UN High Commissioner for Refugees (UNHCR) Filippo Grandi has told the UN Security Council that over 800,000 Myanmar Rohingya were probably in the “most acute” situation.
Grandi made the remarks about Rohingya refugees, as in comparison to 65 million to 66 million people forcibly displaced in the world, Xinhua news agency reported.
“We spoke about some of the most complex crisis in Africa especially South Sudan, the Democratic Republic of Congo,” he told reporters outside the council’s chambers.
“There was much focus on the situation in Bangladesh — Rohingya refugees coming from Myanmar — and the way forward in that crisis which is probably the most acute at the moment.”

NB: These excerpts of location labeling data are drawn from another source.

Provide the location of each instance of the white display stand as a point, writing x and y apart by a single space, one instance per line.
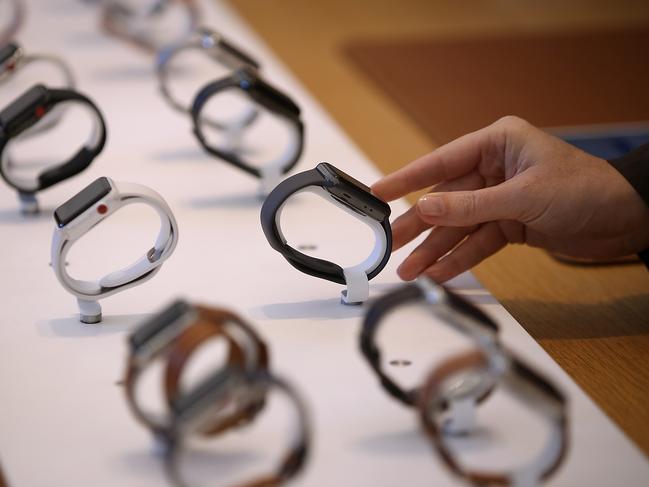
63 417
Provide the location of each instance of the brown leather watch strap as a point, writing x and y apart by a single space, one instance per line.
208 324
288 466
213 324
431 399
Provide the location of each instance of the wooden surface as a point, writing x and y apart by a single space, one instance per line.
454 86
593 321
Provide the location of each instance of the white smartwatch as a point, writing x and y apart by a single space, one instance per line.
88 208
10 24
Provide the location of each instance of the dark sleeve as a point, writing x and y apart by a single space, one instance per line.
635 168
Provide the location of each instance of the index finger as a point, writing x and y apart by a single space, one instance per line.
449 161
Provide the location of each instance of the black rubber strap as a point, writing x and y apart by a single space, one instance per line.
79 161
279 104
304 263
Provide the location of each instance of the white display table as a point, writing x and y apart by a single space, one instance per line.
63 417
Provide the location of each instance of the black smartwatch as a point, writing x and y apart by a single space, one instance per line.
265 97
25 112
353 197
453 309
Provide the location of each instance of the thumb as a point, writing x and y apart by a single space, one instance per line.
465 208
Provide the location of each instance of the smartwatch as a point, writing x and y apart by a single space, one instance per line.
234 329
445 305
351 196
25 112
172 335
264 97
214 46
229 389
12 23
137 26
523 384
13 58
90 207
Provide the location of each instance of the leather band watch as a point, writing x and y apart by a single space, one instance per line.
138 26
255 358
451 308
90 207
523 384
153 340
352 197
25 112
197 408
267 98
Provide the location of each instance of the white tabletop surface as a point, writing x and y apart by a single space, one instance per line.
63 417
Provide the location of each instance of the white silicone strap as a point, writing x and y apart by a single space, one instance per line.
122 195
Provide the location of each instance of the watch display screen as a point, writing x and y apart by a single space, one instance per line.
152 327
25 111
7 52
80 202
353 193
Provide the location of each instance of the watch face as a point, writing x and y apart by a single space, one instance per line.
83 200
159 322
216 387
7 52
24 111
238 54
266 95
353 193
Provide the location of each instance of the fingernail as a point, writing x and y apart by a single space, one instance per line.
431 205
404 273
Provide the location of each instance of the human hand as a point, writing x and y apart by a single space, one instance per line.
511 182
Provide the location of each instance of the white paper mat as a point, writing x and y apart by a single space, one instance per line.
63 418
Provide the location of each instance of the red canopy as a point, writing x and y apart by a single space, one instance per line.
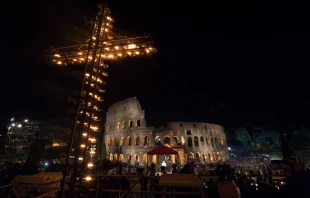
162 150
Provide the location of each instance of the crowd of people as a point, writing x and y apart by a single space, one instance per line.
258 181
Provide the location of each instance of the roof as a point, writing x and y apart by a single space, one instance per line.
162 150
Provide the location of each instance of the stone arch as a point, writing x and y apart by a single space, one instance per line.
146 140
191 156
138 124
204 158
136 158
196 141
112 141
185 157
108 142
207 141
157 140
129 141
137 142
210 157
144 159
189 142
176 139
167 140
130 124
197 156
124 125
121 158
154 159
182 140
122 141
129 159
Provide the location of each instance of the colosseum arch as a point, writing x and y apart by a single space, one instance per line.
201 139
154 159
130 124
207 141
129 141
144 159
112 141
198 157
212 142
176 139
122 142
196 141
157 140
210 157
182 140
185 157
124 125
216 141
191 156
189 142
108 142
136 158
137 142
129 159
145 140
121 158
167 140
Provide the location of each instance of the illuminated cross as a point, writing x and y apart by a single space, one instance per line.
103 45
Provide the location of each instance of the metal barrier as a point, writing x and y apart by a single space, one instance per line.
18 190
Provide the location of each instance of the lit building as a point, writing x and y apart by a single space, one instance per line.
128 139
59 143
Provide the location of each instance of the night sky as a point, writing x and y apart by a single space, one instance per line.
227 63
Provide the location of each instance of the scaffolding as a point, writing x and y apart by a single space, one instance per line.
103 45
18 139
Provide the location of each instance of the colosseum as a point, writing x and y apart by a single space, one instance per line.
128 138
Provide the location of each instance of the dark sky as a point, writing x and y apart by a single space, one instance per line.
228 63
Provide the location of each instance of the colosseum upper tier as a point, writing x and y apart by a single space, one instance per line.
128 139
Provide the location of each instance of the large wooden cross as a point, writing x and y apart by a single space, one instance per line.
103 45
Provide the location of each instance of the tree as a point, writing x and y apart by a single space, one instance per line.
286 148
242 135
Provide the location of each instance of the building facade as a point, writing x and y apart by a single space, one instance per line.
128 139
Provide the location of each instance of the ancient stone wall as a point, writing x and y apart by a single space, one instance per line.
128 139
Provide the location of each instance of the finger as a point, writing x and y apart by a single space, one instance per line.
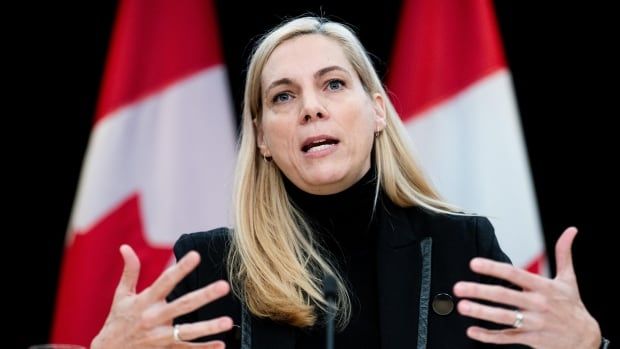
208 345
170 277
131 271
199 329
187 303
507 336
163 336
564 256
494 314
508 272
497 294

Of those 800,000 refugees, the UN officials said 607,000 fled violence in northern Rakhine State since August 25 when Rohingya rebels allegedly staged deadly attacks against security posts, triggering retributions from government forces and civilian vigilantes. Villages were torched and villagers fled in face of deadly violence.
Access to northern Rakhine State — one of the least developed in Myanmar — has been tightly restricted, although a senior UN official flew over part of the terrorized area last month and reported seeing burnt-out villages.

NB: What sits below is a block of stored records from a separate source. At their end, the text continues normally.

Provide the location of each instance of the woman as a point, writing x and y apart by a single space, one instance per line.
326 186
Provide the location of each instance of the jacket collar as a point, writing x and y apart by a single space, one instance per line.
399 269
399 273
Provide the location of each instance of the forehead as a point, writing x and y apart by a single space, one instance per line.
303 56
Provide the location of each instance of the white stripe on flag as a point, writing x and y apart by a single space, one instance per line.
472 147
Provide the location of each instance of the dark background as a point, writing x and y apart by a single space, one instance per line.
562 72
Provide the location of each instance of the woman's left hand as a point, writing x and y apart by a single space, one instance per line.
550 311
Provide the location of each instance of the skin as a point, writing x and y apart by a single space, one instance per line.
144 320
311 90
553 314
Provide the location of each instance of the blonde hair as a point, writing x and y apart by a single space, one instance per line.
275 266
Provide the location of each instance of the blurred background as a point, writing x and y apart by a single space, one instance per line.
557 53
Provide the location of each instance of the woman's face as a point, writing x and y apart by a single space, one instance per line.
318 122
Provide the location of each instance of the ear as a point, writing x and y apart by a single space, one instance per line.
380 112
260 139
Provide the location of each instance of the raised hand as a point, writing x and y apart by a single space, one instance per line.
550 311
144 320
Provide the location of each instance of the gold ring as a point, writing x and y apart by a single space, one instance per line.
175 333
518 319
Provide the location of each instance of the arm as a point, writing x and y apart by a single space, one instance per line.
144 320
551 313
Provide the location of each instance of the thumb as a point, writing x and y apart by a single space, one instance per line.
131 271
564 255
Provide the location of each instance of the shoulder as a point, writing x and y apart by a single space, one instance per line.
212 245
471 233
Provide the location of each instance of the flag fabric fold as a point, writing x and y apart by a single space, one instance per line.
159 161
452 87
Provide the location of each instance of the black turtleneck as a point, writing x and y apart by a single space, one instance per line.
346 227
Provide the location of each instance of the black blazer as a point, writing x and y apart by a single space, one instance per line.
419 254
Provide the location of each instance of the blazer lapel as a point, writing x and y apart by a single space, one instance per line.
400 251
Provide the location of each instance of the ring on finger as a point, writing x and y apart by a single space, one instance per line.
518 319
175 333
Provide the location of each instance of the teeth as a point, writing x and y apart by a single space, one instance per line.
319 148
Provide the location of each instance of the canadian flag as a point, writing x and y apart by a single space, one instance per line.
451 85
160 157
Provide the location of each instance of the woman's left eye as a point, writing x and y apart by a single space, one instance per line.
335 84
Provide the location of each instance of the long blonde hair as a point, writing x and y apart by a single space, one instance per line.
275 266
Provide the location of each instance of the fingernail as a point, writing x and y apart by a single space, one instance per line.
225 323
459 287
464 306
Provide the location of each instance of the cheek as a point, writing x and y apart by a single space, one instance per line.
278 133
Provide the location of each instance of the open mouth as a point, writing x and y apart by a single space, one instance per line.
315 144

“There was support for the role the UNHCR can play in facilitating discussion on voluntary safe and dignified return if and when conditions are created in Rakhine State for this to happen,” the head of the UN Refugee Agency said.

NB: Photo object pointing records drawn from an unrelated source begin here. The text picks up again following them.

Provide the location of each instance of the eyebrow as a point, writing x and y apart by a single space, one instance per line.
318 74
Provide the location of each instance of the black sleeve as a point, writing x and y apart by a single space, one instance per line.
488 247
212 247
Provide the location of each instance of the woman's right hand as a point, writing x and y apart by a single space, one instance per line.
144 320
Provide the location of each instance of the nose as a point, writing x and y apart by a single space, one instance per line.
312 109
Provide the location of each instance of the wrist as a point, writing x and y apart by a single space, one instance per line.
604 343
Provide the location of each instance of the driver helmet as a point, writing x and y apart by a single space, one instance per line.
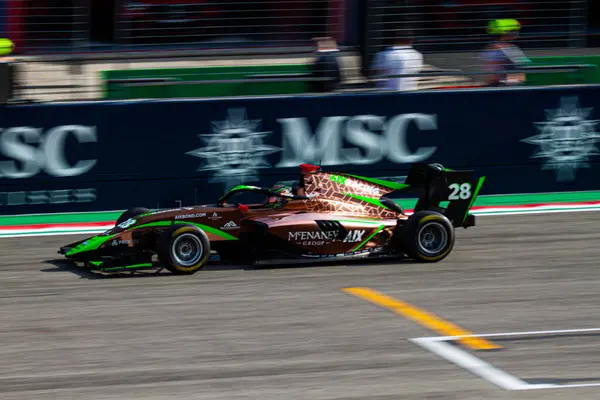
275 201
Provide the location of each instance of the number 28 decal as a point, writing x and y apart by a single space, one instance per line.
460 192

“We spoke about important overlaps of the agenda of my office … and the agenda of the Security Council.”
He explained that since refugees are a humanitarian issue they are discussed within the UNHCR as “a non-political manner”, but it is an issue which overlaps with the peace and security agenda of the Security Council.
So, the solutions for refugee problems “are essentially political”, he added.
Grandi said the problem for the Rohingya refugees is to “safely and in a dignified manner go back home”.
Thursday’s Security Council session “was an opportunity to exchange views on all these matters, both policy issues and operational issues”.